You will only be impacted by the change in interest rates if you are on a variable rate mortgage, such as a tracker deal or your lender’s SVR, according to Zoopla. This is because these sorts of mortgages move up and down in line with changes to the bank’s rate. You’ll often be on an SVR after your fix or tracker ends.

According to Moneyfacts, the average SVR mortgage went up by 0.10% to 4.71% in April, to reach a two-year high. Finance expert Martin Lewis said the change means variable mortgage costs will increase by around £12 per month per £100,000 mortgage.

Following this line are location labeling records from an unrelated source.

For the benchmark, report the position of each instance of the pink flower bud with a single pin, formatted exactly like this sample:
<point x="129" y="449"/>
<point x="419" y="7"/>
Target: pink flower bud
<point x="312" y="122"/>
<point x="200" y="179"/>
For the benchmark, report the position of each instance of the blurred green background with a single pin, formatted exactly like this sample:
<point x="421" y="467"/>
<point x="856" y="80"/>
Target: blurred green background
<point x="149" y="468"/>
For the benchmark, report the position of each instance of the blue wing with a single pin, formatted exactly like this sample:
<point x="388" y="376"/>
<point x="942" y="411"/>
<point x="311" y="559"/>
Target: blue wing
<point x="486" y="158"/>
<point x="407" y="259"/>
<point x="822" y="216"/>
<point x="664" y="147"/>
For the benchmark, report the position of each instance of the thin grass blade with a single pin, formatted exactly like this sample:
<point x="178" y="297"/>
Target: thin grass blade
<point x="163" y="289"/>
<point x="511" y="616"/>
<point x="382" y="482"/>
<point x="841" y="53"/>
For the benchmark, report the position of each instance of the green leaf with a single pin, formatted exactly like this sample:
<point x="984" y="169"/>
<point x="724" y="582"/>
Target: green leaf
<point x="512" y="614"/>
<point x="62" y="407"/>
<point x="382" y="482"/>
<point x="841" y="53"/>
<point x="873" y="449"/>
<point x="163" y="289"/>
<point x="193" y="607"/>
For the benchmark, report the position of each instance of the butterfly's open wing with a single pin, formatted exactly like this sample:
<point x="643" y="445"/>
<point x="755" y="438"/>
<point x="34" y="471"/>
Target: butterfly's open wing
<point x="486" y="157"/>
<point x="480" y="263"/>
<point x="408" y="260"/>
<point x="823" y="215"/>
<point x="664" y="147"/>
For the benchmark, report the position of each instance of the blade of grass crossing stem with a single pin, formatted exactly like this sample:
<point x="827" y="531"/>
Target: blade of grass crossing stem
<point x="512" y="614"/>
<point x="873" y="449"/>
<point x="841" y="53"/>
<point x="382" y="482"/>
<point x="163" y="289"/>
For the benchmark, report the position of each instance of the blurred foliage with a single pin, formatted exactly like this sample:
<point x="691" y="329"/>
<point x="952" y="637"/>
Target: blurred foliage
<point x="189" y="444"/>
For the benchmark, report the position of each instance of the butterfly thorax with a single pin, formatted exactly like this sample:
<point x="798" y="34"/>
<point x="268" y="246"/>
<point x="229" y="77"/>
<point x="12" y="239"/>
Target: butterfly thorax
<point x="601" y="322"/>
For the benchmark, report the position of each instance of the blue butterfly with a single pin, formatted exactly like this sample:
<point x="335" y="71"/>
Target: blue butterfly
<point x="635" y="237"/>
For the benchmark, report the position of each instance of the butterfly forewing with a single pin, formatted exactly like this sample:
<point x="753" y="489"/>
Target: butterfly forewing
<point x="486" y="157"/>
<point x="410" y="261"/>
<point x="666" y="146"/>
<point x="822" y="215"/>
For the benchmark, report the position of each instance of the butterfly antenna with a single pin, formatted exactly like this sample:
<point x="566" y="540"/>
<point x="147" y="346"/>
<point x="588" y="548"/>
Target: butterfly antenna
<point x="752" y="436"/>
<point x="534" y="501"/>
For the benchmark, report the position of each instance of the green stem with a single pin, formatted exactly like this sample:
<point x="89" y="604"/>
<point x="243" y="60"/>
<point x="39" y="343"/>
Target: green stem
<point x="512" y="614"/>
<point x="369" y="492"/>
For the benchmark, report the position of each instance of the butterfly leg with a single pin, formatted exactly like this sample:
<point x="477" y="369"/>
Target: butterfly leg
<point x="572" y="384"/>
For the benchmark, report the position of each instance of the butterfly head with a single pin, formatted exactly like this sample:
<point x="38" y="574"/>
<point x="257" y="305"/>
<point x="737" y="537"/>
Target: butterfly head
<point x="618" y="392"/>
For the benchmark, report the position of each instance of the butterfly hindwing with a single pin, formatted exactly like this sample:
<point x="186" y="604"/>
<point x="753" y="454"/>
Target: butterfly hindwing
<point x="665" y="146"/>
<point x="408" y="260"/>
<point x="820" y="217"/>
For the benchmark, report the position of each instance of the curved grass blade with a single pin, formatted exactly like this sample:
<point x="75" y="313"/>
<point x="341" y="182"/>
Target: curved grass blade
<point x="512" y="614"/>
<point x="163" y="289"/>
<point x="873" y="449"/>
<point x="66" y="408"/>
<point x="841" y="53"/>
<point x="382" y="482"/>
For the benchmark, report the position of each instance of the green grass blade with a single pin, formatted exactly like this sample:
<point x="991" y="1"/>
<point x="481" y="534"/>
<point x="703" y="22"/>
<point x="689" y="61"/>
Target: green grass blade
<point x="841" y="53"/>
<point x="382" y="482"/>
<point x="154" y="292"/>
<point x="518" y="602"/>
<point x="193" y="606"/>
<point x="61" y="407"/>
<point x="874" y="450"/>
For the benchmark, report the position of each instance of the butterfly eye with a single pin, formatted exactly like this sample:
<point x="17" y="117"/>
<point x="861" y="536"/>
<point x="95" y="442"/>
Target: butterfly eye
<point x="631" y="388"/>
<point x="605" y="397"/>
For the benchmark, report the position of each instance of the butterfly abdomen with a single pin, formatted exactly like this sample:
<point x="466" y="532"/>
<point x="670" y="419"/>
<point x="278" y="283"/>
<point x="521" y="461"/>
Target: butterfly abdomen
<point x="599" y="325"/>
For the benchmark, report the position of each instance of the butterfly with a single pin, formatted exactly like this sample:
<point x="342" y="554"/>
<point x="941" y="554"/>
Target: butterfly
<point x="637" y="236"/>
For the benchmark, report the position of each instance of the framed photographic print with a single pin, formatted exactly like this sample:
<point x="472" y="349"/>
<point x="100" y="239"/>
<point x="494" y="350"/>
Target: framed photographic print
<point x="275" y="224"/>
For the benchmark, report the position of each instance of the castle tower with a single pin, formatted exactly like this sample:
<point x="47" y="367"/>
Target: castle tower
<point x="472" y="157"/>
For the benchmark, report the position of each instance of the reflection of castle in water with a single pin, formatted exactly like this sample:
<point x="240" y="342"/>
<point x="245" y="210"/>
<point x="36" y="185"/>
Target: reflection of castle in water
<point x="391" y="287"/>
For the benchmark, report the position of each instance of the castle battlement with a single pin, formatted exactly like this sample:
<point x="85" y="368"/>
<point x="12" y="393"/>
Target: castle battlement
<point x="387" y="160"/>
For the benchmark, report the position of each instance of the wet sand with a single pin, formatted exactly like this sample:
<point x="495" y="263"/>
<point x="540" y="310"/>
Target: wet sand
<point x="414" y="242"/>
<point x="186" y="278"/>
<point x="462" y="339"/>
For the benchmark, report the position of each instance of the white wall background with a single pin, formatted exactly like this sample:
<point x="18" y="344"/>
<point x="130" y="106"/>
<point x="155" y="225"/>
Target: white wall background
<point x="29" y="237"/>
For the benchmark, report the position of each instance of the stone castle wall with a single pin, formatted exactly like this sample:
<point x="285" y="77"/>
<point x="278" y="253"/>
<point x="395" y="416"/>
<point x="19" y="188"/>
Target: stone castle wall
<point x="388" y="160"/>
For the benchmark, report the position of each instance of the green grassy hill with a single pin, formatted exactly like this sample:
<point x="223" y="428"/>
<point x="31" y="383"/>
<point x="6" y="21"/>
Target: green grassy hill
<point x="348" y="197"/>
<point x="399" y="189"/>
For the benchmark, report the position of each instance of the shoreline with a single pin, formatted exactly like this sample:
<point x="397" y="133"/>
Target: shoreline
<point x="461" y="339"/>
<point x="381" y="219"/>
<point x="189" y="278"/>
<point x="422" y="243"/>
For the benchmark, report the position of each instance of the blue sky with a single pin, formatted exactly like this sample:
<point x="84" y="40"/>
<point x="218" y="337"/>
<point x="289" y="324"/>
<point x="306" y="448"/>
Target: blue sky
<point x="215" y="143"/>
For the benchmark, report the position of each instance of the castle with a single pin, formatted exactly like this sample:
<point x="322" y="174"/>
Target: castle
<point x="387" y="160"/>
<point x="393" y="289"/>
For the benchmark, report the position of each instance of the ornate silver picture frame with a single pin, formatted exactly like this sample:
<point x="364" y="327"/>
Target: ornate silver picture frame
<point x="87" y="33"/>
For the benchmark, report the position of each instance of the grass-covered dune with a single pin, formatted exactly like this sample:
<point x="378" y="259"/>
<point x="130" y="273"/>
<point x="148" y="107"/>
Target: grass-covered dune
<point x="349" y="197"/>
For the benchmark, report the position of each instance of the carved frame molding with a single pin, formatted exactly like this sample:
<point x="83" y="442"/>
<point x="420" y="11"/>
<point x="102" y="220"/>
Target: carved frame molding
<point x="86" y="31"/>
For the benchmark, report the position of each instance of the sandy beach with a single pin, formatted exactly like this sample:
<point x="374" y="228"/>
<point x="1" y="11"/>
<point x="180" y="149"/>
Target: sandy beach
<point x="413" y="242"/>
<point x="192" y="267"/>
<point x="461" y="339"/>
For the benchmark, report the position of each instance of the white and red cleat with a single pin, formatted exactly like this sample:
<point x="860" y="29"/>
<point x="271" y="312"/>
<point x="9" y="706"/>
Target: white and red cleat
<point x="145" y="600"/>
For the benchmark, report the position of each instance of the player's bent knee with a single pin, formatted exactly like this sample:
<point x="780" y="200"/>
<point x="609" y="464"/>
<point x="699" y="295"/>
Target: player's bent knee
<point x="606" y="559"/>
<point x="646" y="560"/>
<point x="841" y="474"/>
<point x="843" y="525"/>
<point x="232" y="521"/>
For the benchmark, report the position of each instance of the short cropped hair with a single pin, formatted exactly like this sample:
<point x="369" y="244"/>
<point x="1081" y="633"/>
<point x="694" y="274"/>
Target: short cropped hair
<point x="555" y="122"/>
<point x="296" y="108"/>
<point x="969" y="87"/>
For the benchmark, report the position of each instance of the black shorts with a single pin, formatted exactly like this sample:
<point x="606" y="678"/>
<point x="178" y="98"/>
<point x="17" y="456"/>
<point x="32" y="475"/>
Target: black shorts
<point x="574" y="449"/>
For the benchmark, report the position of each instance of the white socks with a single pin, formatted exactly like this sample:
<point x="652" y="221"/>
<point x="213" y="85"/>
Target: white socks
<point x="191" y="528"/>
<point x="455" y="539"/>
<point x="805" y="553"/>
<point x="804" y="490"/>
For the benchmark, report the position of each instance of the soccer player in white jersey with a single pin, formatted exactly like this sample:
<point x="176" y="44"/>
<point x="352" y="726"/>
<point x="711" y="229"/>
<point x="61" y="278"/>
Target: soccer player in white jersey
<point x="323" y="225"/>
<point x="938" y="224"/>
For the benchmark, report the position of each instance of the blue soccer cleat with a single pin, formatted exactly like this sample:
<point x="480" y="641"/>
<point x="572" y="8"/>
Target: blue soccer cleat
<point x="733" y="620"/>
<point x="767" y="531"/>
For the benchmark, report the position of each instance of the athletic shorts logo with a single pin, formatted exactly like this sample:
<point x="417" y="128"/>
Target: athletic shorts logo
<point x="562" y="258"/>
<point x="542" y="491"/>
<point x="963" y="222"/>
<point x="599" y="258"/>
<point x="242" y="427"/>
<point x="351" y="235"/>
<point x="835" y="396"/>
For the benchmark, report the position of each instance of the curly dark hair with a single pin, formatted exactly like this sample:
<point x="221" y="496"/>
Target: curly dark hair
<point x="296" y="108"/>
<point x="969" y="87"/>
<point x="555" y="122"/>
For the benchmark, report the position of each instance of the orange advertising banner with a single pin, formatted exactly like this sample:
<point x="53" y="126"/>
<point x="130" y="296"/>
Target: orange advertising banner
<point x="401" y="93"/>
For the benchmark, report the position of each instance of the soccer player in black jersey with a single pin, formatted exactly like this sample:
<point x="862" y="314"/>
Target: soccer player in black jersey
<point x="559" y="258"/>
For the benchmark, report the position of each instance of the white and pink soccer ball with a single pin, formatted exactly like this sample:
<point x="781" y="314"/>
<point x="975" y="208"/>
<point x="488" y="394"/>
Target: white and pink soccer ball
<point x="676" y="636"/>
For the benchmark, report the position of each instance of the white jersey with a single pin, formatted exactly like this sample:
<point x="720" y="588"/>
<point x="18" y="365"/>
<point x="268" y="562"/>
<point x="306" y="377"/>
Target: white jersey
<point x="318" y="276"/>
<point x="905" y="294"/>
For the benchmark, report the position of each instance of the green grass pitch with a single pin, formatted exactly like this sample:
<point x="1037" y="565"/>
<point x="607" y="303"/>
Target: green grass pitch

Martijn van der Heijden, at broker Habito, added: “For the quarter of UK homeowners who are on a variable, tracker, or standard variable rate, any vote to raise the base rate will mean they see their repayments go up; on tracker mortgages the change will be immediate and certain, but on a variable rate, it’s up to the lender. If you’ve not remortgaged for a while and have slipped on to your lender’s standard variable rate – it’s very likely you’ll now be paying more.

“The better news for 74% of UK homeowners who are on a fixed rate deal is that the base rate rise won’t lead to an immediate financial hit. That said, if the bank does need to raise rates again – and financial markets believe this could happen over the summer – when you do come to remortgage, we could see mortgage prices higher than where they are now.”

What should I do now?

If you have a fixed rate mortgage, you don’t need to do anything, as you will not be impacted by the change. If you are currently on your lender’s standard variable rate, you should think about remortgaging on to a more competitive deal, Zoopla advises.

If you are on a tracker deal and want to protect yourself from further interest rate rises, you may want to consider moving to a fixed rate one. If you have a tracker mortgage it is also important to check that you would not have to pay any earlier redemption penalties if you switch to a different mortgage before your term is up. If you do decide to remortgage, you should be prepared to move fast.

In March, Zoopla said lenders withdrew a total of 518 deals during the past month, the biggest drop in mortgage availability at that point since May, 2020, during the early stages of the Covid-19 pandemic. It says on Zoopla’s website: “If you think you may struggle to keep up with your mortgage repayments following the run of interest rate rises, it is important to contact your lender as soon as possible.

“There are a number of steps lenders can take to help you, including granting you a temporary payment holiday or putting you on to an interest-only mortgage for a short time. But options become much more limited if you have already missed a payment.”